Biden with his Cabinet, April 2021
Reputation
Biden was consistently ranked one of the least wealthy members of the Senate, which he attributed to his having been elected young. Feeling that less-wealthy public officials may be tempted to accept contributions in exchange for political favors, he proposed campaign finance reform measures during his first term. As of November 2009, Biden's net worth was $27,012. By November 2020, the Bidens were worth $9 million, largely due to sales of Biden's books and speaking fees after his vice presidency.
The political writer Howard Fineman has written:
"Biden is not an academic, he's not a theoretical thinker, he's a great street pol.
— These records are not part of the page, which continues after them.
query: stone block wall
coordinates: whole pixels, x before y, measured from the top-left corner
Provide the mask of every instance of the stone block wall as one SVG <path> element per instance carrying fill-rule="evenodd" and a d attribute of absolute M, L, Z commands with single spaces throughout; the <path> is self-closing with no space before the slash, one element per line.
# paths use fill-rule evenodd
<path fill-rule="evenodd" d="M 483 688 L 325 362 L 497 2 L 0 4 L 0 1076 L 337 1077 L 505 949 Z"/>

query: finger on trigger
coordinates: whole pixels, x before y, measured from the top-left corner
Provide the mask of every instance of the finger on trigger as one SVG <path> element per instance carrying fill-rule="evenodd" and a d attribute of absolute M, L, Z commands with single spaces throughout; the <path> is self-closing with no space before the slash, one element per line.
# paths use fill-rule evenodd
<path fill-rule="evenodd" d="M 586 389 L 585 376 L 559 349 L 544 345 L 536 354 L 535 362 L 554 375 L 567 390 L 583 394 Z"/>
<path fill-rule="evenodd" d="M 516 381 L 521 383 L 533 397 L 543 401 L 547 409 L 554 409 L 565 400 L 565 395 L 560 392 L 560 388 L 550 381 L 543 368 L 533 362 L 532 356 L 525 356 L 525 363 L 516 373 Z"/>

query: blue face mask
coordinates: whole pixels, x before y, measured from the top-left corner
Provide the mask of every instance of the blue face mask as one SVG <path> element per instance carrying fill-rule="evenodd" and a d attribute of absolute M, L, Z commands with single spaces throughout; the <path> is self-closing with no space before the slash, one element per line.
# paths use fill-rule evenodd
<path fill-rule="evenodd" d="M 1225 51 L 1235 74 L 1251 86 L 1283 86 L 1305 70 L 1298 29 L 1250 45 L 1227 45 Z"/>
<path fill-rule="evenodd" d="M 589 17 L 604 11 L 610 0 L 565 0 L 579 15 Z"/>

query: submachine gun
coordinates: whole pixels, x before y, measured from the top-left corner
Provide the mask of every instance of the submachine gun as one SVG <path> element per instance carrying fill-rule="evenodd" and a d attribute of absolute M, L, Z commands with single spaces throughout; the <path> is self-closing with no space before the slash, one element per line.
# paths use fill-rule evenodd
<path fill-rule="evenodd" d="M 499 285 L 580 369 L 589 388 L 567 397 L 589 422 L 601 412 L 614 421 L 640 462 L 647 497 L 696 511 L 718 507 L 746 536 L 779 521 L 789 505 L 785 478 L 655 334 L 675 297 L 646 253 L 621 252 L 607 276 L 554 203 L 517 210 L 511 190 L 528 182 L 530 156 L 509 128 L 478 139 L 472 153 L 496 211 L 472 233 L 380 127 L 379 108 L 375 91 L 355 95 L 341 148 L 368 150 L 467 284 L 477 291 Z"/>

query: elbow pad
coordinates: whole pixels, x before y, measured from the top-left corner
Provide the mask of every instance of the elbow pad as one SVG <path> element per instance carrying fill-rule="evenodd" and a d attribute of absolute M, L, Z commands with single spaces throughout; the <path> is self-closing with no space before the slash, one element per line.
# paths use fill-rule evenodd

He comes from a long line of working people in Scranton — auto salesmen, car dealers, people who know how to make a sale. He has that great Irish gift".
Journalist James Traub has written about Biden:
"He is the kind of fundamentally happy person who can be as generous toward others as he is to himself".
In recent years, especially after the 2015 death of his elder son Beau, Biden has been discussed for his empathetic nature and ability to communicate about woe. CNN wrote in 2020 that his presidential campaign aimed to make him "healer-in-chief", while the New York Times described his extensive history of being called upon to give eulogies.
Journalist and TV anchor Wolf Blitzer has described Biden as loquacious. He often deviates from prepared remarks and sometimes "puts his foot in his mouth". The New York Times wrote:
"Biden's weak filters make him capable of blurting out pretty much anything".
In 2018, Biden called himself a "gaffe machine".